Jean Dufaux : Il a fallu réduire à 2 tomes. Cet album fait 56 pages et le premier en comptait 70. Beaucoup de choses sont passées à la trappe mais on est resté sur l’essentiel et on a pu voir suffisamment le travail sur le bien et le mal et les hésitations entre la lumière et l’ombre. Chaque être est constitué des deux et on peut facilement basculer de l’un à l’autre. Il faut aussi bouger par rapport à une dramaturge. Je voulais consacrer une grande partie au passé d’Olrik, c’était le projet initial, même si on a dû sacrifier une grosse partie. La couverture montre aussi le jeu d’ambivalence entre Orlik et Mortimer. Garder le respect par rapport à l’œuvre de Jacobs et pouvoir réaliser une œuvre personnelle.

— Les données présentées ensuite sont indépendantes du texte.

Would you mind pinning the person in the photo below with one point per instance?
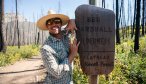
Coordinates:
(58, 51)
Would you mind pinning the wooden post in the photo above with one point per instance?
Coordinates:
(96, 33)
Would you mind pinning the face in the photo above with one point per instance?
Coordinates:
(54, 25)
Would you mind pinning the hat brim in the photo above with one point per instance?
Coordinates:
(41, 23)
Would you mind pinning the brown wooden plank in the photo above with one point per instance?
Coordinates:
(96, 32)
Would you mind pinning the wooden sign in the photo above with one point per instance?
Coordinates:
(96, 33)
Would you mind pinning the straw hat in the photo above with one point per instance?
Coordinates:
(41, 23)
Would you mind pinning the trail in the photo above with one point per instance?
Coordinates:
(30, 71)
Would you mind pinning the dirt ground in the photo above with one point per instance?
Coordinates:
(30, 71)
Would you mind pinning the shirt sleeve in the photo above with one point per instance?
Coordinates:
(51, 63)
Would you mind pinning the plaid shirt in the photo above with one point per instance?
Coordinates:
(55, 57)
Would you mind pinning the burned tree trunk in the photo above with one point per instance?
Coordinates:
(1, 23)
(137, 31)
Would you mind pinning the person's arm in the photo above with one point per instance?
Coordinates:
(51, 63)
(73, 50)
(71, 26)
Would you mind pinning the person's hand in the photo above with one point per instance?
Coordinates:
(73, 50)
(71, 26)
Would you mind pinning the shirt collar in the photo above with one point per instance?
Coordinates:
(53, 39)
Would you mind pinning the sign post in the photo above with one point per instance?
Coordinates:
(96, 33)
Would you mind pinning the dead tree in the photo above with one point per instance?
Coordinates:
(1, 23)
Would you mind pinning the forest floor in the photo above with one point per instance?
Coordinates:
(29, 71)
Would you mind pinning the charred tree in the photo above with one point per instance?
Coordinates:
(137, 31)
(117, 23)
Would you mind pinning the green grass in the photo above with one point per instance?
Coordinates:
(14, 54)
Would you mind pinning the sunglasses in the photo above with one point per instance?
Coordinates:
(54, 20)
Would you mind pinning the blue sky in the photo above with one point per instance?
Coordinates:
(28, 8)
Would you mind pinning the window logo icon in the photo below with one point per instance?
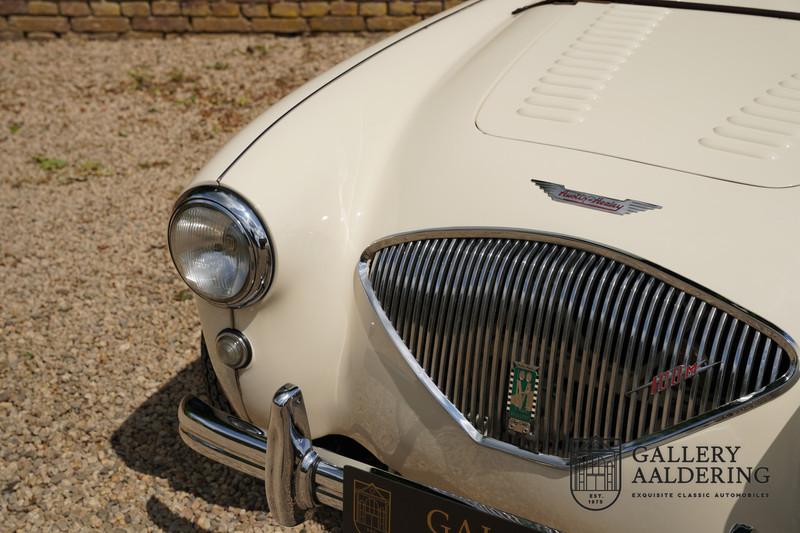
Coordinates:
(372, 508)
(595, 469)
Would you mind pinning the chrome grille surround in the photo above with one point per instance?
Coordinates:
(448, 296)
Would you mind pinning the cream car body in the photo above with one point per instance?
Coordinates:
(445, 126)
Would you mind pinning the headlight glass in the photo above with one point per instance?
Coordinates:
(220, 247)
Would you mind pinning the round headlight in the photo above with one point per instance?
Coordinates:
(220, 247)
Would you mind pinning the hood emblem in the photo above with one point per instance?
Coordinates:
(559, 193)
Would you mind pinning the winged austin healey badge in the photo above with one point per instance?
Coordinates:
(559, 193)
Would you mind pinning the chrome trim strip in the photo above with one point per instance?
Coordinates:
(296, 477)
(558, 270)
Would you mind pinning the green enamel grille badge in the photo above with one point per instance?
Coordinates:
(523, 390)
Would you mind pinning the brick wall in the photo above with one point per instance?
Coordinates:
(48, 19)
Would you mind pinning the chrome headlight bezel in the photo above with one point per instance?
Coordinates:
(261, 257)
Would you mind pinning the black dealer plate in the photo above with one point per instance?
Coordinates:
(379, 502)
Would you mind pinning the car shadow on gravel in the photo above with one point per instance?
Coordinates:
(148, 442)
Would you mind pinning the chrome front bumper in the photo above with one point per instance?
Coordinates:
(296, 478)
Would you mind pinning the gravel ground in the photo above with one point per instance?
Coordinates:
(98, 336)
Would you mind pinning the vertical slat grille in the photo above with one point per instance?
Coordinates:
(597, 330)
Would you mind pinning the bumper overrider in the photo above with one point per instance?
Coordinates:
(296, 477)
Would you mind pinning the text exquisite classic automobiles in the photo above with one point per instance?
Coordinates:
(536, 261)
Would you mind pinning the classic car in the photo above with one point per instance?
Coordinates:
(531, 266)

Malgré les difficultés on a pu je pense tous les trois se retrouver sur des axes importants et sur l’énergie à consacrer à la création. Un travail personnel de la part de Christian Cailleaux et d’Etienne Schréder, mais qui s’inscrit dans un canevas Blake et Mortimer. Il y a un respect de l’opus jacobsien et en même temps trois auteurs qui ont pu s’exprimer comme auteurs et pas seulement comme des gens acceptant une commande pour un Blake & Mortimer qui doit sortir fin de l’année.
Comment s’est fait le choix de Christian Cailleaux ? Comment se déroule la collaboration entre les deux dessinateurs ?
Christian Cailleaux : lorsqu’on m’a fait la proposition de reprise, j’ai été le premier surpris car mes travaux précédents n’ont pas de rapport direct et sont très différents de prime abord (ndlr « Les Imposteurs » et plusieurs albums chez Aire Libre comme « Piscine Molitor », « Les longues traversées » avec Giraudeau,…).
Mais on m’a dit « Tu viens de la ligne claire, c’est ta culture ! ». Et je viens en effet de ce renouveau de la ligne claire des années 80 avec des auteurs comme Floch, Serge Clerc, Chaland, François Avril … Et ce sont eux qui m’ont donné envie de faire de la bande dessinée. Etant plus jeune que ces auteurs, j’ai voulu exploré d’autres voies mais je viens à la base de la ligne claire et les gens qui m’ont proposé la reprise me connaissent bien et savaient cela. Je peux donc restituer cette ligne claire tout en ayant mon identité et y amener quelque chose qui vient de moi. Le sujet de Blake & Mortimer est vaste et l’idée est venue d’Etienne Schréder et de l’éditeur que l’on puisse se partager le travail puisque Etienne a une culture de Jacobs et maîtrise la grammaire jacobsienne, pour aider à accepter cette mission.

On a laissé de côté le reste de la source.